Buffett’s son Howard, as non-executive chairman, will be able to deal with an underperformer, the billionaire said in a letter published Saturday for shareholders.
“If elected, Howard will receive no pay and will spend no time at the job other than that required of all directors,” Buffett wrote. “He will simply be a safety valve to whom any director can go if he or she has concerns about the CEO.”
Buffett, 84, used the letter to lay out his vision for Berkshire’s next decades, 50 years after he took over a struggling textile mill that he turned it into one of the world’s largest companies. He’s said the board spends a lot of time considering who the next CEO should be, though he hasn’t publicly named the candidates.
One of Howard Buffett’s roles as non-executive chairman will be to help preserve the company’s culture, the billionaire has said. The son, 60, has been a director since 1993 at Berkshire. Other board members include Microsoft Corp. co-founder Bill Gates and Comcast Corp. executive Stephen Burke.
At one time, Howard was head of investor relations for Archer-Daniels Midland Co. He farms in Illinois, Nebraska, Arizona, and South Africa. He also runs the Howard G. Buffett Foundation, which works to improve subsistence agriculture and resolve conflicts tied to food.

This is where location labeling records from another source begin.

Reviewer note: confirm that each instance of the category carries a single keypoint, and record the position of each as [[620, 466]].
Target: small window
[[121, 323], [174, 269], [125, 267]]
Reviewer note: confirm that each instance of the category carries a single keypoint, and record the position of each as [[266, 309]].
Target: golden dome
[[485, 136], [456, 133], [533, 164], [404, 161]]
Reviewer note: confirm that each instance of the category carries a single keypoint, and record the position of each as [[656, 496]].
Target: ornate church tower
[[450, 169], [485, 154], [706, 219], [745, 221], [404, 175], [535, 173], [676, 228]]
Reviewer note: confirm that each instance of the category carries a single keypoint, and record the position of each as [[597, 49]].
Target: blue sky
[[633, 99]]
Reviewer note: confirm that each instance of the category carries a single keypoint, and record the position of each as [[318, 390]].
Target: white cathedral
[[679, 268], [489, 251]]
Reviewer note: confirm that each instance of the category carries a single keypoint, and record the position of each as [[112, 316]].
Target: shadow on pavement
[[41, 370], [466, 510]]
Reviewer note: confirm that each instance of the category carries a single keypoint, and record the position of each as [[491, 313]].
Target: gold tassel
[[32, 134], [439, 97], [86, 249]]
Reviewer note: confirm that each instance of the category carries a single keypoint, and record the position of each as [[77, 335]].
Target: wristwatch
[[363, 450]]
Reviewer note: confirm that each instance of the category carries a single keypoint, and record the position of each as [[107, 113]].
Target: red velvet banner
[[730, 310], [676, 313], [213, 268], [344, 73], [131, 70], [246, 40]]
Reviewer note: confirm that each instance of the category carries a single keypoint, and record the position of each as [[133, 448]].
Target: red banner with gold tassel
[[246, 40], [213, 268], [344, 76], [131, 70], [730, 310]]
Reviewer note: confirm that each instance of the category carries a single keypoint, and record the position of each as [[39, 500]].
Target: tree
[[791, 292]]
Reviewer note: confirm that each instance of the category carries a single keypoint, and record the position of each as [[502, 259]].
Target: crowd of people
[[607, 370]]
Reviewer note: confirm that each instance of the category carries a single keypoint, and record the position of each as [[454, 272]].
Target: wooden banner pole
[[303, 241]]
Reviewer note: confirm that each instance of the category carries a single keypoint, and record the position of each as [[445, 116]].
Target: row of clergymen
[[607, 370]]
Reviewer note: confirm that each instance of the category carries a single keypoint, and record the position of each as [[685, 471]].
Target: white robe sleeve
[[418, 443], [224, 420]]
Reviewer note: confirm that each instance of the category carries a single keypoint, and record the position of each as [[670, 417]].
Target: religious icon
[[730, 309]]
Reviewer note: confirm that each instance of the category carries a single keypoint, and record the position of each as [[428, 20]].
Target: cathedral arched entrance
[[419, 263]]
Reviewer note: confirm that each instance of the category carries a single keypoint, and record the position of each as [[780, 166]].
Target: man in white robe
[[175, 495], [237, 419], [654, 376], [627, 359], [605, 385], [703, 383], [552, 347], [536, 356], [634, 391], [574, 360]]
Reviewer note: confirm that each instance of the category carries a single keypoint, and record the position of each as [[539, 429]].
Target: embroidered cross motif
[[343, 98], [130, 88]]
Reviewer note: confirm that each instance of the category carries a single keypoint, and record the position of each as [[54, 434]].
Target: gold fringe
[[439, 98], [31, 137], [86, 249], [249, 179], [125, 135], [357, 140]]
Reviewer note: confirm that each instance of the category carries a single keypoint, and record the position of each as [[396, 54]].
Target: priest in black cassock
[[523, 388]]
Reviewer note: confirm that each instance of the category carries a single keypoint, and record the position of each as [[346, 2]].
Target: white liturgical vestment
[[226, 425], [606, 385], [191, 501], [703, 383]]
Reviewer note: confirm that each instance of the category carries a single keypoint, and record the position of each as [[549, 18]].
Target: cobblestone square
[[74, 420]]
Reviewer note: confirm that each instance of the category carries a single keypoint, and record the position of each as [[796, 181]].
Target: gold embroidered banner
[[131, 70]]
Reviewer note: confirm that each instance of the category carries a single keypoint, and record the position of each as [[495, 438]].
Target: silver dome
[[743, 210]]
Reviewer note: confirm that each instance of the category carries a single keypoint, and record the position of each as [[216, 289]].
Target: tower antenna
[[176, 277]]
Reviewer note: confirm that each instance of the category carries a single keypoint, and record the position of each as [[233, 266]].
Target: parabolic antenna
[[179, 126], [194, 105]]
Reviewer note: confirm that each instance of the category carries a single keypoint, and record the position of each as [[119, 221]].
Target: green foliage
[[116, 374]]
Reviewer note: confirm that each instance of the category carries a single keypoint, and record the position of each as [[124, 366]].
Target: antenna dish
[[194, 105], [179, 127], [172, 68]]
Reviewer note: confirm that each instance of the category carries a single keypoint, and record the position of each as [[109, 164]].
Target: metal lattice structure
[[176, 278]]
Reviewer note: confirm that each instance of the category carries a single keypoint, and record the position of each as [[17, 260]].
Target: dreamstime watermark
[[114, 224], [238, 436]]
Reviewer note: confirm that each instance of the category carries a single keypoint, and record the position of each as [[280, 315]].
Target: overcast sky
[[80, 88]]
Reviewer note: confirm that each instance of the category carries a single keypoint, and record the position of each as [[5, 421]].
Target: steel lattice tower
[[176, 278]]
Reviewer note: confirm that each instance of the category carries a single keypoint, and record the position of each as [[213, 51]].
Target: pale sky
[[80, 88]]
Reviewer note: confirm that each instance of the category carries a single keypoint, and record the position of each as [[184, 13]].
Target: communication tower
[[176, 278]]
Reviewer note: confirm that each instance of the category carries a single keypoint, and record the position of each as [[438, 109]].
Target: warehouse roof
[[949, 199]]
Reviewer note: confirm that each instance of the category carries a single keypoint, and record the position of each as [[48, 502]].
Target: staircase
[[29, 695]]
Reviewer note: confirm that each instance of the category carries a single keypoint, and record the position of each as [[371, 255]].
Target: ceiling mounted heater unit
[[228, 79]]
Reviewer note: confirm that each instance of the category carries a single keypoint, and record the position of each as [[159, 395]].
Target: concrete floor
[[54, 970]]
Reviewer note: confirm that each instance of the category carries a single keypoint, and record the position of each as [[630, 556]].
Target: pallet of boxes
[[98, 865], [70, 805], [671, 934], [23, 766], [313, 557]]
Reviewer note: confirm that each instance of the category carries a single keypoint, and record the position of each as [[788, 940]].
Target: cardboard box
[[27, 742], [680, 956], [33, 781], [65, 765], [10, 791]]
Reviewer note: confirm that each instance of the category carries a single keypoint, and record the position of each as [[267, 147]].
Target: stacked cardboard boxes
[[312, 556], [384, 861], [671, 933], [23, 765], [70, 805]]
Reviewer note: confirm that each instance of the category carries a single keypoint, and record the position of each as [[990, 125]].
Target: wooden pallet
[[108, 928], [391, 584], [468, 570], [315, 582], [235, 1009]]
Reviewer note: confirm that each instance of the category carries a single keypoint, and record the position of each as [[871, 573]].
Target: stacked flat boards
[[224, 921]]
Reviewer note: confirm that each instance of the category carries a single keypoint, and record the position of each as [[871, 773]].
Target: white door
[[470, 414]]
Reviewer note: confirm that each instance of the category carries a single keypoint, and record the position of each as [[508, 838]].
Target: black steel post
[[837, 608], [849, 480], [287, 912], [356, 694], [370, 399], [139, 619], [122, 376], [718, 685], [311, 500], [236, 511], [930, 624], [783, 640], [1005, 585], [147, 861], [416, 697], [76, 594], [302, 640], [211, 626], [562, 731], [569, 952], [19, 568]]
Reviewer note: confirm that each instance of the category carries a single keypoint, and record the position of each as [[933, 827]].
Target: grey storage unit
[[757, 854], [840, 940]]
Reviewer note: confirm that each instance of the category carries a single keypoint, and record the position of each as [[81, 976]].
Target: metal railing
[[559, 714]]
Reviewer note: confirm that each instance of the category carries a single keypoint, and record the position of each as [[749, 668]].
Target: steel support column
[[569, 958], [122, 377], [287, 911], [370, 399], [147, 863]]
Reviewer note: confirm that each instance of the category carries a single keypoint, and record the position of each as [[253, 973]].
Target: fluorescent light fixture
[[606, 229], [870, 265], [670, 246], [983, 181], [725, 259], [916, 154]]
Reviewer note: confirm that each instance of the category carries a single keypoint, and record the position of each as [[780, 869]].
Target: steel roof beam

Buffett said Saturday that he thinks there’s little chance that Howard will have to dethrone a bad chief executive at Berkshire.
“This problem has a very low probability of arising at Berkshire -- likely as low as at any public company,” Buffett wrote. “In my service on the boards of nineteen public companies, however, I’ve seen how hard it is to replace a mediocre CEO if that person is also chairman.”